Untuned suppression makes a major contribution to the enhancement of orientation selectivity in macaque v1 - PubMed (original) (raw)

Untuned suppression makes a major contribution to the enhancement of orientation selectivity in macaque v1

Dajun Xing et al. J Neurosci. 2011.

Abstract

One of the functions of the cerebral cortex is to increase the selectivity for stimulus features. Finding more about the mechanisms of increased cortical selectivity is important for understanding how the cortex works. Up to now, studies in multiple cortical areas have reported that suppressive mechanisms are involved in feature selectivity. However, the magnitude of the contribution of suppression to tuning selectivity is not yet determined. We use orientation selectivity in macaque primary visual cortex, V1, as an archetypal example of cortical feature selectivity and develop a method to estimate the magnitude of the contribution of suppression to orientation selectivity.
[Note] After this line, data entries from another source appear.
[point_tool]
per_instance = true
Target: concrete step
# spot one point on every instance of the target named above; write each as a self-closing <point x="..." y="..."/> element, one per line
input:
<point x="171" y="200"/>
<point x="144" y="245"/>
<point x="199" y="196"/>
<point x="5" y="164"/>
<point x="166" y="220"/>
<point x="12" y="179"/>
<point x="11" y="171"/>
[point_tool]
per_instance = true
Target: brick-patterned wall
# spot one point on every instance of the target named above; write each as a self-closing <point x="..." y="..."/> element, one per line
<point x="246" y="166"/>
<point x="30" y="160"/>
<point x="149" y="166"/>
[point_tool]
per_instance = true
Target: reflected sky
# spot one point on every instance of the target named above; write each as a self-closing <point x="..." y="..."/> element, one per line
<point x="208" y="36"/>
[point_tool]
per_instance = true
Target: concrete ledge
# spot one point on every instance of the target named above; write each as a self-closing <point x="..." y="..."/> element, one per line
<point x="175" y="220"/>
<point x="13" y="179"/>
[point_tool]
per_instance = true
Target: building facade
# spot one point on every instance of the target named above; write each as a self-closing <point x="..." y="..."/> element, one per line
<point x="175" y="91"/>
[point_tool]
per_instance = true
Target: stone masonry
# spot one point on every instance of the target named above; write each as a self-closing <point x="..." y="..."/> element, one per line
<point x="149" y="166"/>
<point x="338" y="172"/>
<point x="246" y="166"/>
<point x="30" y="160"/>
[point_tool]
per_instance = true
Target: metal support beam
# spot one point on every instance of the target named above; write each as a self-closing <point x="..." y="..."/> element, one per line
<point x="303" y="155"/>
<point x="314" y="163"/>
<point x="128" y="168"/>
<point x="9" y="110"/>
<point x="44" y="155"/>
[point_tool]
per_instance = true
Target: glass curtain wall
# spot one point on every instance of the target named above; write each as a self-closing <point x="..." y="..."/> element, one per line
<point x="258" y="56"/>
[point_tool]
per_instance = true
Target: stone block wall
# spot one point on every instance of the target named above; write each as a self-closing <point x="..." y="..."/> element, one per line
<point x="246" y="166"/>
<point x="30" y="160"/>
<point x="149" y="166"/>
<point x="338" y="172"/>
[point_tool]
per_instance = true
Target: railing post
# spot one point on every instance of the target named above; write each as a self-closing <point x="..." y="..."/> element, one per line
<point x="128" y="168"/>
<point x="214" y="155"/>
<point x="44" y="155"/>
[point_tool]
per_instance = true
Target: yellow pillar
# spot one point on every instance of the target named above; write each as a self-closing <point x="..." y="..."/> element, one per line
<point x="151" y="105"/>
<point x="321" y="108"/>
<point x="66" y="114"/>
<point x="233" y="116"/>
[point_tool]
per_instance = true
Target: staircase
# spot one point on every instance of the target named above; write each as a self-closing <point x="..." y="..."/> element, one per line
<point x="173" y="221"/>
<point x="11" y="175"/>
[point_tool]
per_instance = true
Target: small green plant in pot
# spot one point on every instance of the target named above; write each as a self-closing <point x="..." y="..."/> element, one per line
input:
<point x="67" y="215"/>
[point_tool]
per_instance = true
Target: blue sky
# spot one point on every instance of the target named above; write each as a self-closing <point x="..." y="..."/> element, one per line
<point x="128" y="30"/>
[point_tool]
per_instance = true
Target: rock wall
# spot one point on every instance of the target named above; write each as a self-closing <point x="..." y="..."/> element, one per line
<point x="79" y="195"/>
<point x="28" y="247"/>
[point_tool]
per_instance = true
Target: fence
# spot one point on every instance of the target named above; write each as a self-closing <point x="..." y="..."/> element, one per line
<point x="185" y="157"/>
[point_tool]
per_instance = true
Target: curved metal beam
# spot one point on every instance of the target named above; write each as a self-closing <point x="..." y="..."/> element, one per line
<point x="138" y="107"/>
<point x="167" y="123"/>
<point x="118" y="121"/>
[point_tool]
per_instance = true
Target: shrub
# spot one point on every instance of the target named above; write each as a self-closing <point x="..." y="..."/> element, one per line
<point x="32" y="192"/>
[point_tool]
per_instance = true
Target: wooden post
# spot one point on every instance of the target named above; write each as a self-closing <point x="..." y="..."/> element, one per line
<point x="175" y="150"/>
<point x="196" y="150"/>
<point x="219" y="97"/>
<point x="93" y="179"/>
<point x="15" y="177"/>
The results show that untuned suppression, one form of cortical suppression, decreases the orthogonal-to-preferred response ratio (O/P ratio) of V1 cells from an average of 0.38 to 0.26. Untuned suppression has an especially large effect on orientation selectivity for highly selective cells (O/P < 0.2). Therefore, untuned suppression is crucial for the generation of highly orientation-selective cells in V1 cortex.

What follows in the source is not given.